Tesco sandcastle mural – St. Leonards-on-Sea
This 2010 mural appeared on the back of a staircase leading down to the beach in St. Leonards-on-Sea, East Sussex.
Banksy has used Tesco branding in several different artworks over the years, including on a picture of a petrol bomb in 2011.
It's claimed the artwork has led house prices to shoot up – with properties selling for up to three times more than they were previously valued at.
Designated Graffiti Area – London
Banksy's humourous Designated Graffiti Area is located in the courtyard of the nightclub Cargo on Rivington Street in Hackney.
Another of his works showing a dog with a bazooka called His Master's Voice is in the same place.
Royal Family – London
Banksy's cartoon version of the Royal Family appeared in Stoke Newington as far back as 2001.
It's still visible from Stoke Newington Church Street, despite many attempts to paint over it over the years.
Extinction Rebellion piece – London
The Extinction Rebellion mural appeared near Marble Arch in April 2019 after the protest group's camp on the site was cleared.
A message on the painting reads: "From This Moment Despair Ends And Tactics Begin”.
Snorting Copper – London
The mural of a police officer snorting cocaine first appeared on the side of a public toilet on Curtain Road in Hackney in 2005.

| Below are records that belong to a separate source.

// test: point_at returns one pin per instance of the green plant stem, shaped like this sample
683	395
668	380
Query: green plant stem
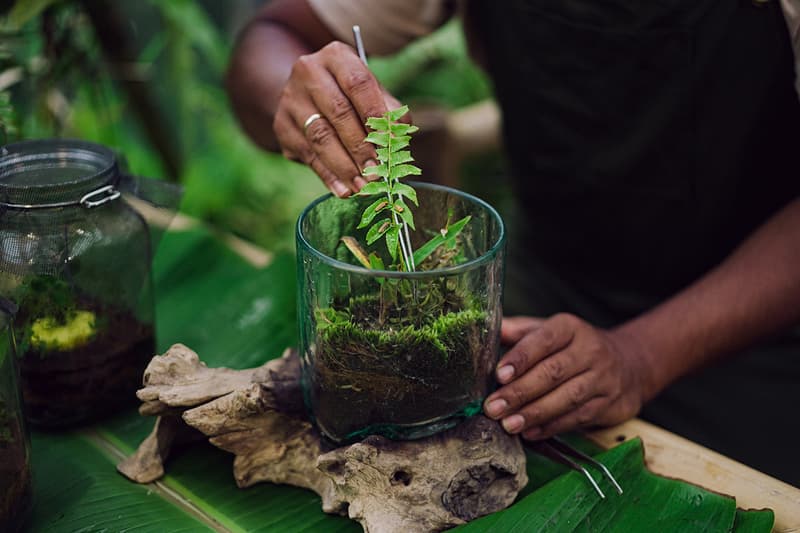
405	241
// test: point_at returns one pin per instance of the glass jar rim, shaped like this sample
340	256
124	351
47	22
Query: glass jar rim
485	257
83	166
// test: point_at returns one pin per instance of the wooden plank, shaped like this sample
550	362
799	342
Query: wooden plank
672	456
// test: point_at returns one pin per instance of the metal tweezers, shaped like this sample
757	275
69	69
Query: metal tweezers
559	451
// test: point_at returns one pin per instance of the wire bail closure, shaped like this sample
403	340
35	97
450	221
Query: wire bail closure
110	192
89	200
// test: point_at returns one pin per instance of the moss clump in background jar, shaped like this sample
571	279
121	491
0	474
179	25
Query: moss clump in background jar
80	358
75	256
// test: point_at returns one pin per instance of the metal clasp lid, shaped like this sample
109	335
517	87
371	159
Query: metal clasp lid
110	194
87	200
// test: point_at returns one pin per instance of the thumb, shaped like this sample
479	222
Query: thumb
393	103
516	327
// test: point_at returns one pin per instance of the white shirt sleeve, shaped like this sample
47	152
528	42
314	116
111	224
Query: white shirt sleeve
386	25
791	11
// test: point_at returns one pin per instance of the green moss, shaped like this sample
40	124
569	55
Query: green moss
78	328
50	318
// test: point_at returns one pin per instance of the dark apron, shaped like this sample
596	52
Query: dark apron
647	140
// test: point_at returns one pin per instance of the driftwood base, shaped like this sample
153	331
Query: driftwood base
429	484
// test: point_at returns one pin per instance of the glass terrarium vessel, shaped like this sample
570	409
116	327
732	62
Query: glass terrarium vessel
75	257
399	353
15	472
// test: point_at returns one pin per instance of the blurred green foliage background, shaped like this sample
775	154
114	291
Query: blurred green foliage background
145	78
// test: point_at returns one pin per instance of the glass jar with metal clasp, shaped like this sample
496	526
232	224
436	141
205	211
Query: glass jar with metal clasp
75	256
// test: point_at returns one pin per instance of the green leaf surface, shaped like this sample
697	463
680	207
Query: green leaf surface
236	315
377	230
446	238
77	489
403	156
402	129
401	171
398	143
402	209
755	521
396	114
378	123
406	190
379	205
378	138
649	503
374	187
392	236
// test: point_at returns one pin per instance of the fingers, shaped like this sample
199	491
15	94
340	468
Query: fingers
553	335
355	80
330	100
296	147
549	375
336	84
516	327
569	397
583	417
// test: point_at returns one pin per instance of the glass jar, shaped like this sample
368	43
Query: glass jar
401	354
75	257
15	472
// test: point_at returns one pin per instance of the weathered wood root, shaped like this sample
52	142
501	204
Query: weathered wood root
423	485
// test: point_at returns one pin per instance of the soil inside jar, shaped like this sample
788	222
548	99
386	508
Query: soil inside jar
373	378
62	388
15	477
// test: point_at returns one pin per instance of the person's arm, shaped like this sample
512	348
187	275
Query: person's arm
564	374
287	67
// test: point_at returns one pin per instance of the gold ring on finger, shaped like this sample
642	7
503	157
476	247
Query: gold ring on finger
310	120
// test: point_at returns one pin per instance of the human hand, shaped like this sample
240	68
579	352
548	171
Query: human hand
336	84
563	374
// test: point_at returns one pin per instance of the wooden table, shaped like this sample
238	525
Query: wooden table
667	454
673	456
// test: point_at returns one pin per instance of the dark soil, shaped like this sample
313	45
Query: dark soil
97	379
15	476
392	379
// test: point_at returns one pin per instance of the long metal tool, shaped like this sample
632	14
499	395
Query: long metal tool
561	452
405	238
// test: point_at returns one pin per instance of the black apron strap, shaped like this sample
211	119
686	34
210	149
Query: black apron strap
647	140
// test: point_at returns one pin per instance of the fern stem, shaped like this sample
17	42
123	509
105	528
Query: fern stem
402	237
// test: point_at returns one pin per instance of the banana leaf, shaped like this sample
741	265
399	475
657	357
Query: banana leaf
238	316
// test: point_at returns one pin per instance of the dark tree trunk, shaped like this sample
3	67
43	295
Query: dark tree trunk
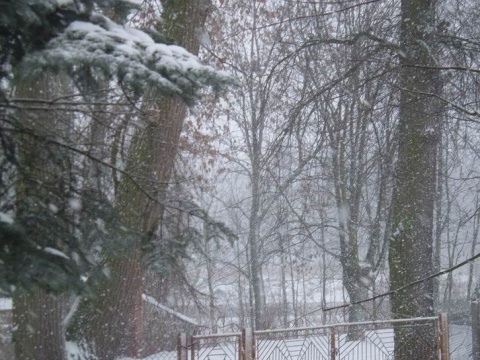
410	246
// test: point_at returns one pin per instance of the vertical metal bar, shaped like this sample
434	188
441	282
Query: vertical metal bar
248	336
475	313
442	319
241	348
192	348
333	349
182	347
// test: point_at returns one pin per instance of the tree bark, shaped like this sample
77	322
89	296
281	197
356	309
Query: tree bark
43	179
410	246
116	313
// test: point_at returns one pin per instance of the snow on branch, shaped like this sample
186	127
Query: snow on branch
159	307
130	55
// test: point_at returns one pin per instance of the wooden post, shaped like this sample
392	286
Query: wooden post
182	347
475	310
247	340
333	349
442	342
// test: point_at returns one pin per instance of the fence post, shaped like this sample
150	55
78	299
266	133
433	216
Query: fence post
247	341
182	346
333	348
475	310
442	325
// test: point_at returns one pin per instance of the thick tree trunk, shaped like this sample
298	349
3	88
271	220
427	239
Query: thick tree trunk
410	246
39	334
43	178
116	313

It's now inside an office building on the same road, but remains visible to the public through a viewing window.
Falling shopper – London
This mural appears on the side of a building on Bruton Street in Mayfair in November 2011.
Its anti-consumerist message, which Banksy uses in lots of his work, was undoubtedly chosen for its affluent surroundings.
Banksy/Basquiat mural – London
Two murals appeared by the Barbican in 2017 during an exhibition of Basquiat's work.
Basquiat is a famous American street artist to whom Banksy was paying tribute.
Writing on Instagram, he said: "Major new Basquiat show opens at the Barbican – a place that is normally very keen to clean any graffiti from its walls.”
Rats – London
Banksy's most iconic symbol is the rat, and many of them are still dotted around London.
One of the best examples can be found in an underpass connecting London Bridge with Tooley Street.